Replace user authentication support in net backend / saned frontend
The user authentication handling in the net backend is insecure for at least the following reasons:
- an MD5 hash of the user's password (combined with a nonce) is sent in cleartext, which requires insufficient computational effort to reverse [CWE-916]
- passwords are stored on disk in cleartext — versus typical digest authentication, where hashes are stored instead [CWE-256]
- there is no protection against an adversary-in-the-middle, which can:
Note that these are defects in the current implementation of user authentication. This does not go into other design issues, such as a lack of confidentiality between the client and server (with or without authentication) to protect scanned image data [CWE-359].

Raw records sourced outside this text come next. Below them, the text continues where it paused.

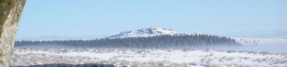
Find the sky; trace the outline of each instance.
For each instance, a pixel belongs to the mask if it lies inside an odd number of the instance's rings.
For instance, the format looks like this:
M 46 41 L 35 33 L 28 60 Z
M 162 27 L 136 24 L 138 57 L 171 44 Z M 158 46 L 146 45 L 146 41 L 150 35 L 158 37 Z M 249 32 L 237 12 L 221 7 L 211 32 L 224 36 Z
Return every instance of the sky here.
M 287 39 L 286 3 L 287 0 L 27 0 L 16 40 L 101 38 L 152 26 L 187 33 Z

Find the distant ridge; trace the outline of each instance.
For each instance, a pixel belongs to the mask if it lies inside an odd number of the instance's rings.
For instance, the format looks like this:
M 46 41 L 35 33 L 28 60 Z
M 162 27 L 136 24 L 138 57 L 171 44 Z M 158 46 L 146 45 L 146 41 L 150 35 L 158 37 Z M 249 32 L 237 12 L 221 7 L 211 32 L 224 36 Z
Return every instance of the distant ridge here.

Revised: The user authentication should be replaced with a solution that addresses these defects (and other design issues).
Original:
I believe this handling in its current form should simply be removed. In an environment where user authorization is necessary, system administrators need to find their own way to support this that meets their requirements. Using an insecure solution built into SANE should not be provided as an option; note that operating on a private network does not really diminish the issues with it.

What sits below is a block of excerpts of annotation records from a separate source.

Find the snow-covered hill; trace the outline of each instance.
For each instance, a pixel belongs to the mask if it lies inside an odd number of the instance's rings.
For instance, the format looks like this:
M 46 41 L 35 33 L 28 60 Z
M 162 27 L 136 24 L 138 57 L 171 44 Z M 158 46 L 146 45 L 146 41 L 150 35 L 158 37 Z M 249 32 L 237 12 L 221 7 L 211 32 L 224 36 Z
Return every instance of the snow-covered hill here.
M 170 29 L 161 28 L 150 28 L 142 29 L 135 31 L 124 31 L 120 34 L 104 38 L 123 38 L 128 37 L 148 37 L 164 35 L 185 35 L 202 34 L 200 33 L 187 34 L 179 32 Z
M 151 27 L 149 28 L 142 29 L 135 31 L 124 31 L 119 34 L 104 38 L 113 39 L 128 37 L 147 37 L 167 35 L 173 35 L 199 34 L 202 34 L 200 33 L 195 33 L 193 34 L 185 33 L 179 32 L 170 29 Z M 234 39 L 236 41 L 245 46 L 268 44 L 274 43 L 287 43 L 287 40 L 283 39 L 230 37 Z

The direct way to achieve this, without breaking the current protocol, is for sanei_authorize() to simply return SANE_STATUS_GOOD. (Code that is no longer used as a result can be removed, and documentation can be updated.) This change should of course be very apparent during upgrades: I would suggest that authorization unconditionally fail if a <backend>.users file still exists, requiring the system administrator to understand this change and manually remove the file.
While it remains possible to implement user authorization with stronger ciphers and in a way that affords some protection against MITM attacks, this would necessarily change both the protocol and the file format, so it would still seem best to remove the existing handling.